L’identification des opportunités de développement du secteur sera également encouragée avec la mise en place d’un programme de recherche et par le soutien à l’observation de l’ESS. La pérennisation des travaux statistiques sur les besoins de main-d’œuvre et les métiers de l’ESS participe de cette action. Un soutien aux orientations du Conseil supérieur de l’économie sociale et solidaire sera apporté par le financement d’études spécifiques.

Un appel à projet pour l’accompagnement des structures de développement et d’accompagnement des entreprises sociales viendra compléter le programme d’études.

Enfin, l’État poursuivra une politique d’expérimentation et de soutien aux innovations du secteur et d’évaluation de ces actions.

S’il approuve ces orientations, en particulier celles qui concernent la mise en œuvre du programme des emplois d’avenir et des futurs contrats de génération, votre Rapporteur tient à insister sur une utilisation prioritaire de moyens budgétaires qui demeurent somme toute limités en faveur de l’innovation sociale. Répondant à l’observation qu’il formulait sur ce point lors de l’examen par la Commission élargie des crédits de la Mission « Solidarité, insertion et égalité des chances » pour 2013, Mme Marisol Touraine, ministre des Affaires sociales et de la Santé, lui a précisé qu’une dotation de 980 000 euros permettrait de poursuivre ou d’engager des actions d’expérimentation en faveur de l’innovation sociale.
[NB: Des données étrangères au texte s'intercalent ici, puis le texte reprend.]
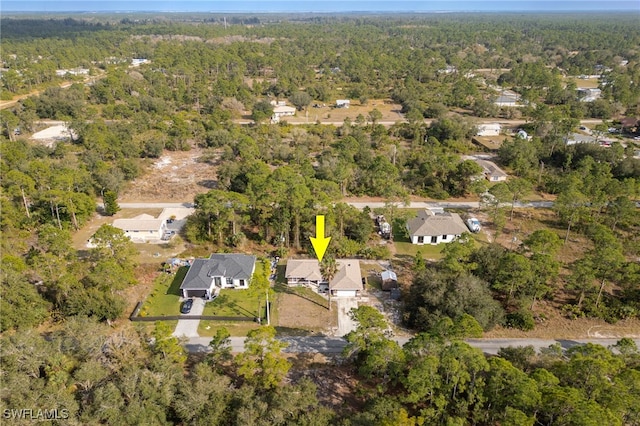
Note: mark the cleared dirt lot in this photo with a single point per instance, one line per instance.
(176, 176)
(390, 112)
(304, 314)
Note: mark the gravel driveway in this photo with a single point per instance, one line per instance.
(345, 324)
(189, 327)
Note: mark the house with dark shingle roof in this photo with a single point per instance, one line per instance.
(219, 271)
(303, 271)
(435, 228)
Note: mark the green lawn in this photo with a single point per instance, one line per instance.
(234, 303)
(238, 328)
(164, 298)
(238, 302)
(404, 247)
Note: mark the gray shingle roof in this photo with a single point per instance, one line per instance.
(236, 266)
(307, 269)
(429, 224)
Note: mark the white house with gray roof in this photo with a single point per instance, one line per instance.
(435, 228)
(220, 270)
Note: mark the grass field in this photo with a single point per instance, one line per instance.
(164, 298)
(234, 303)
(238, 328)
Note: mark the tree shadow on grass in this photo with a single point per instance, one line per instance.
(282, 288)
(225, 302)
(174, 287)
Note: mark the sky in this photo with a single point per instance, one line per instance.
(266, 6)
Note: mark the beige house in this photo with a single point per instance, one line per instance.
(142, 228)
(303, 272)
(145, 228)
(348, 279)
(282, 111)
(346, 283)
(435, 228)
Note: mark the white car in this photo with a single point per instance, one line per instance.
(473, 224)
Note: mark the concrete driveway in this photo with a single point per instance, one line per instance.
(345, 324)
(189, 327)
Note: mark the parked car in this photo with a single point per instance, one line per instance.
(186, 306)
(473, 224)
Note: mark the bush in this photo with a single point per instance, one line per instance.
(522, 320)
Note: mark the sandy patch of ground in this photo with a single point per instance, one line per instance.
(304, 315)
(390, 112)
(174, 177)
(53, 134)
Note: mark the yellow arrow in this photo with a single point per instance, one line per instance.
(320, 243)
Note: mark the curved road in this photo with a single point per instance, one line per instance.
(334, 345)
(362, 204)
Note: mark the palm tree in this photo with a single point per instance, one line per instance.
(328, 269)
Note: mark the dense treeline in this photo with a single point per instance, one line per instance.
(90, 373)
(273, 179)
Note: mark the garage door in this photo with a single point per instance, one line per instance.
(196, 293)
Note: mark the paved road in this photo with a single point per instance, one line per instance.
(363, 204)
(155, 205)
(334, 345)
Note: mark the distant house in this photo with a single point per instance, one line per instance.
(491, 171)
(490, 129)
(136, 62)
(346, 283)
(75, 71)
(630, 124)
(348, 280)
(589, 95)
(145, 228)
(574, 138)
(303, 272)
(142, 228)
(207, 276)
(280, 111)
(389, 280)
(435, 228)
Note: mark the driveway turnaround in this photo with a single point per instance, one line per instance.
(189, 327)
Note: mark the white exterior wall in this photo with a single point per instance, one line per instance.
(345, 293)
(144, 235)
(439, 239)
(234, 284)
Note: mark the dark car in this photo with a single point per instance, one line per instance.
(186, 306)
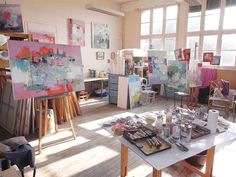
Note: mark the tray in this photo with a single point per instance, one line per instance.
(199, 131)
(142, 144)
(147, 133)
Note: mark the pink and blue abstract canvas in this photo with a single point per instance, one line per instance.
(41, 69)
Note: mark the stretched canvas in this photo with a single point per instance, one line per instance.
(10, 18)
(157, 68)
(100, 36)
(176, 77)
(76, 32)
(194, 74)
(41, 69)
(44, 37)
(134, 91)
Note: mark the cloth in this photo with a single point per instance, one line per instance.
(208, 74)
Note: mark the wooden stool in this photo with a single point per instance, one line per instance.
(182, 95)
(149, 96)
(68, 111)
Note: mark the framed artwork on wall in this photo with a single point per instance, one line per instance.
(100, 55)
(100, 36)
(76, 32)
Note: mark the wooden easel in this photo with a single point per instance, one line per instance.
(67, 109)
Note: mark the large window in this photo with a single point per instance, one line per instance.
(212, 26)
(158, 29)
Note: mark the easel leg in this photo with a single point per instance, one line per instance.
(40, 126)
(55, 114)
(209, 161)
(69, 116)
(156, 173)
(124, 161)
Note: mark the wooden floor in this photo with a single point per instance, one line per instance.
(96, 152)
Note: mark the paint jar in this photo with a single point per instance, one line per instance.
(185, 132)
(166, 131)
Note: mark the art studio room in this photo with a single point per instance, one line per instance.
(117, 88)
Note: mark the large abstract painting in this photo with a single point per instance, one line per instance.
(10, 18)
(194, 74)
(176, 77)
(76, 32)
(44, 37)
(100, 36)
(40, 69)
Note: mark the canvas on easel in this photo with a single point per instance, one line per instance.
(42, 69)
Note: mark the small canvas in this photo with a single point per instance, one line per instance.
(10, 18)
(41, 69)
(194, 74)
(216, 60)
(100, 36)
(176, 77)
(76, 32)
(44, 37)
(157, 68)
(134, 91)
(208, 56)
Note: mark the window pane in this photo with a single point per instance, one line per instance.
(212, 19)
(229, 42)
(158, 14)
(144, 43)
(145, 16)
(194, 24)
(228, 58)
(229, 18)
(145, 29)
(157, 44)
(171, 12)
(230, 2)
(170, 44)
(209, 43)
(170, 26)
(157, 28)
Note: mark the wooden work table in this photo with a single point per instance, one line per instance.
(166, 158)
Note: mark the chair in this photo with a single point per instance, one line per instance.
(216, 99)
(18, 152)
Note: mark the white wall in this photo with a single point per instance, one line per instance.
(55, 13)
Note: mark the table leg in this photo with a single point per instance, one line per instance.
(124, 160)
(209, 161)
(156, 173)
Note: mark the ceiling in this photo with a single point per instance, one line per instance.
(123, 1)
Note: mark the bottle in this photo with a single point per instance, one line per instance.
(159, 124)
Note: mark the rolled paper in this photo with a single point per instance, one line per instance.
(212, 120)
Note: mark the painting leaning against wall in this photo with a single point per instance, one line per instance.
(100, 36)
(10, 18)
(41, 69)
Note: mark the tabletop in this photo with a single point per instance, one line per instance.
(95, 79)
(171, 156)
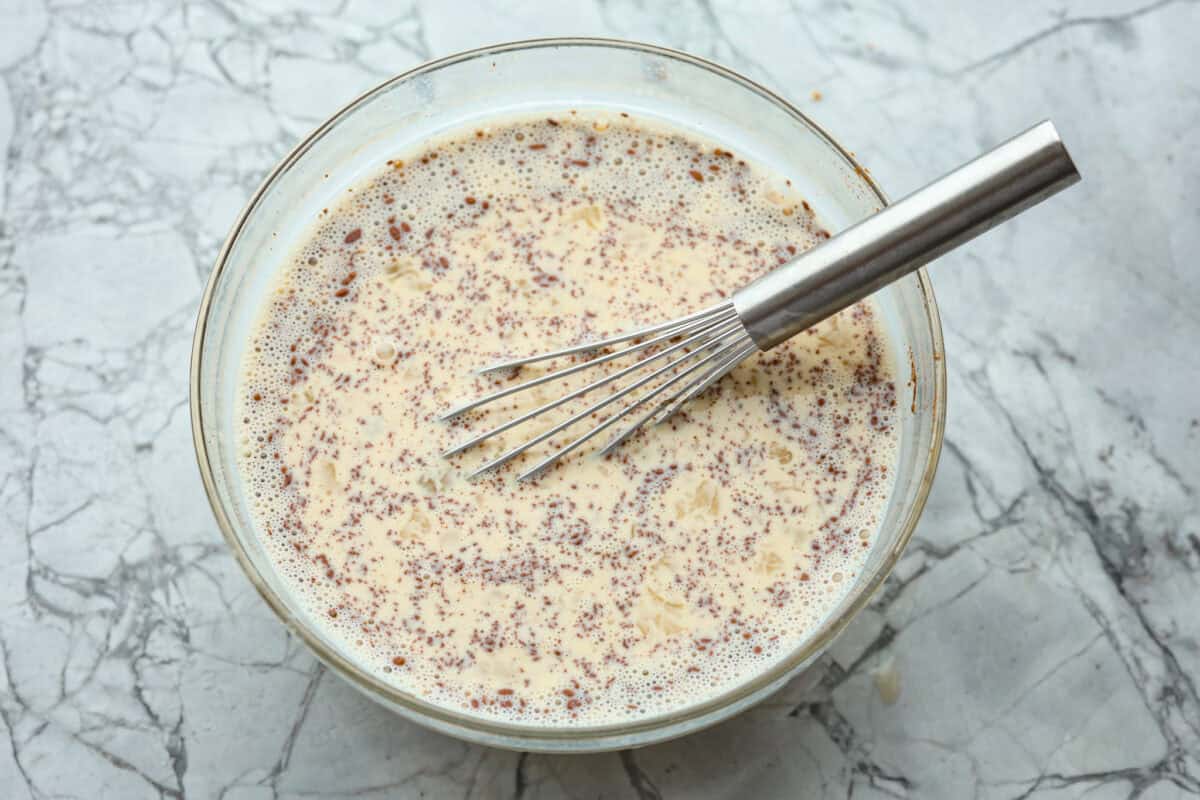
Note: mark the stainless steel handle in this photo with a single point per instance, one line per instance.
(906, 235)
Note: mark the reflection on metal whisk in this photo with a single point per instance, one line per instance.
(699, 349)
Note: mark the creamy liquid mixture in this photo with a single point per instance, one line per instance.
(676, 569)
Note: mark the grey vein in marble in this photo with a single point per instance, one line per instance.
(1041, 638)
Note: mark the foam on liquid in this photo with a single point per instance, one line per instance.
(696, 555)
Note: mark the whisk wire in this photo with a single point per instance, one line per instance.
(714, 338)
(717, 329)
(691, 326)
(679, 325)
(603, 426)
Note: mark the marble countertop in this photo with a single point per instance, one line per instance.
(1043, 629)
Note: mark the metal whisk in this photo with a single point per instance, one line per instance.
(696, 350)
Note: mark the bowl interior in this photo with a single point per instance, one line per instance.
(477, 86)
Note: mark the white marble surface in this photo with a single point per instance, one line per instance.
(1044, 625)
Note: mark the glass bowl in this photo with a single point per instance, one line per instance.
(523, 77)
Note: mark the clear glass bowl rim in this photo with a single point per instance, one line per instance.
(559, 738)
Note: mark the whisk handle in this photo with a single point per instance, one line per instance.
(906, 235)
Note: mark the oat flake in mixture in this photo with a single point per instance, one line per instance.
(687, 563)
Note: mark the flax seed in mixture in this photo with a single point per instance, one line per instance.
(684, 564)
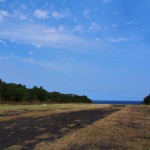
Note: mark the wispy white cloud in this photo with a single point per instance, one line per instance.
(3, 43)
(41, 14)
(20, 15)
(79, 28)
(44, 36)
(3, 14)
(86, 13)
(59, 15)
(94, 27)
(117, 40)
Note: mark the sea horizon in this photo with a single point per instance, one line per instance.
(117, 102)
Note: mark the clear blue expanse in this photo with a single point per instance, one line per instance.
(98, 48)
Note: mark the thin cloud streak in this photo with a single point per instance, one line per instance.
(44, 36)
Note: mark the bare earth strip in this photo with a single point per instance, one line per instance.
(75, 127)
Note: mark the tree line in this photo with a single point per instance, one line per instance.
(147, 100)
(11, 92)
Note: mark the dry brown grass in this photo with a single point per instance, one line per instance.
(127, 129)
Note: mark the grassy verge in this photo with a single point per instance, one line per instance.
(71, 126)
(125, 129)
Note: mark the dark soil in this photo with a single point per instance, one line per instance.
(25, 131)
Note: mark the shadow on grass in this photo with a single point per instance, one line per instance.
(28, 132)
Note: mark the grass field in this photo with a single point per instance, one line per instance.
(75, 127)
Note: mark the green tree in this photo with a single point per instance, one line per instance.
(147, 99)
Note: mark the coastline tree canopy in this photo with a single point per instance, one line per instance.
(147, 100)
(11, 92)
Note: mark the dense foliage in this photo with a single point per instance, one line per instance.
(147, 99)
(11, 92)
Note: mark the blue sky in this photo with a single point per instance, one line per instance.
(98, 48)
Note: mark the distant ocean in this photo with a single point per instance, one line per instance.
(116, 102)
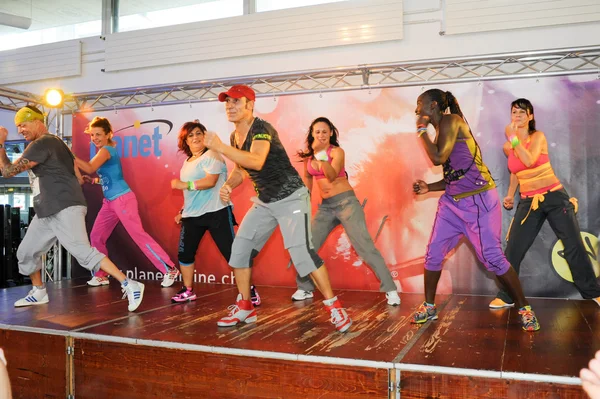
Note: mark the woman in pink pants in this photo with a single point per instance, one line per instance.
(119, 204)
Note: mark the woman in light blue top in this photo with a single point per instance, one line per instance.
(119, 204)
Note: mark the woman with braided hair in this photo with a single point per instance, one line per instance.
(469, 207)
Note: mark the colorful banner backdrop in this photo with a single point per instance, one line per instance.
(383, 158)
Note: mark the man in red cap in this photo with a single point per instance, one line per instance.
(283, 200)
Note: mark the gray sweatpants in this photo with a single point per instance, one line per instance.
(292, 215)
(68, 226)
(345, 209)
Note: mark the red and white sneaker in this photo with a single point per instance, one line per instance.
(339, 316)
(242, 311)
(170, 277)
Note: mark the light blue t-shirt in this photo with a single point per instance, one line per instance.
(197, 203)
(111, 176)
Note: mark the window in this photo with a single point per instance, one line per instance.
(51, 22)
(270, 5)
(134, 15)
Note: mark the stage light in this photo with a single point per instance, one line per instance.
(54, 97)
Votre Rapporteur se félicite de ce choix budgétaire.

S’agissant des emplois d’avenir, il est indispensable que l’idée magnifique qui préside à ce programme, sans équivalent sans doute dans le monde, soit mise en œuvre selon des modalités conformes à leur finalité prioritaire : conduire (ou ramener des jeunes) vers une activité utile à la collectivité, socialement encadrée, qu’ils n’ont jamais eu (ou ont perdu) l’espoir d’exercer, absence d’espoir qui les conduit à la marginalisation et, dans le pire des cas, à des comportements délictueux.

Il ne saurait en aucun cas être question de « stages-parkings » ayant pour objectif essentiel la l’amélioration des statistiques du chômage. La loi relative aux emplois d’avenir comporte certes des dispositions précises visant à parer à ce risque. Mais de telles déviations ne peuvent être évitées sans un soutien vigilant des pouvoirs publics nationaux et locaux au secteur de l’ESS, notamment aux associations, qui paraissent prêtes à assurer le succès du programme.

Si le niveau des crédits alloués au secteur de l’ESS peut être considéré comme globalement satisfaisant dans un contexte budgétaire particulièrement contraint, celui-ci ne paraît pas réellement justifier la stagnation des moyens en personnels de la mission « Innovation, expérimentation sociale et économie sociale » de la direction générale de la cohésion sociale.

Cette mission s’est vue confier par le décret du 25 janvier 2010 les tâches antérieurement dévolues à la délégation interministérielle à l’innovation, à l’expérimentation sociale et à l’économie sociale que le même décret supprimait en créant simultanément la direction générale de la cohésion sociale.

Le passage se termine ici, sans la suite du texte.